On 04/28/2017 07:49 PM, Rik wrote:

Is there a performance issue here?  If you start passing too many
arguments to a function, more than can conveniently fit into the number
of scratch registers that your CPU has, then you have to pass arguments
on the stack which will slow things down.  But I can't quite tell if you
are suggesting another parameter, or whether you want to include the
pointer to the interpreter as say the first entry in the
octave_value_list passed as inputs to the function.  Presumably the
octave_value_list is already passed as a pointer/reference since it
could be large.  In that case it wouldn't have an impact.

At first, I thought it would be easier to just add a pointer to the interpreter object to the octave_value_list that is passed to functions. But it turned out to be difficult to chase down all the places where it is needed. There are many locations where it could be needed and I couldn't figure out an easy way to get help from the compiler.

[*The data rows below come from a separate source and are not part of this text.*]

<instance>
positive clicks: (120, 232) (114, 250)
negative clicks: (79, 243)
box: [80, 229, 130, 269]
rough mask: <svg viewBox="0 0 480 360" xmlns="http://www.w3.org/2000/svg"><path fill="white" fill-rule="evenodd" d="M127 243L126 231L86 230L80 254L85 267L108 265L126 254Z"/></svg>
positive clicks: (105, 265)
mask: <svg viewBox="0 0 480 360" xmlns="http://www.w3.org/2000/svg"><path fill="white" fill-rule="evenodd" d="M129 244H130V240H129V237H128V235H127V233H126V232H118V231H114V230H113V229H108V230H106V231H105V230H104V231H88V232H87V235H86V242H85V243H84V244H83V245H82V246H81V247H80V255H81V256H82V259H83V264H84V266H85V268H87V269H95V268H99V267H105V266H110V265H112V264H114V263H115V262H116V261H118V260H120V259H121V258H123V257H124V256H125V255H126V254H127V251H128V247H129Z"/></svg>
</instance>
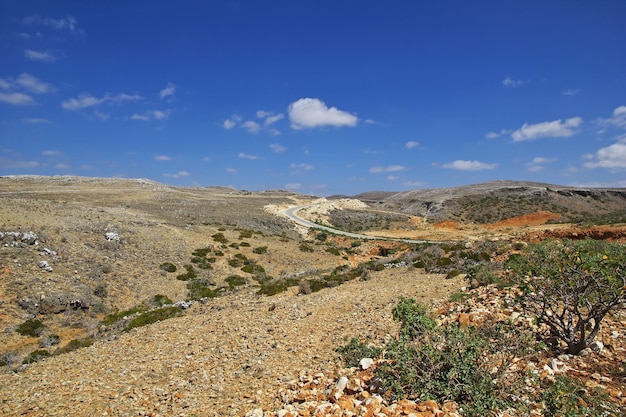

So I started working on passing the pointer to the interpreter as an additional parameter to DEFUN functions. It seems much cleaner this way. It also means that these functions will now accept three arguments instead of two. One is a pointer to the interpreter, one is a const reference to the octave_value_list containing the arguments, and one is an int for nargout. I doubt that passing one additional pointer to these functions will make a big difference overall, but we can certainly measure it to be sure.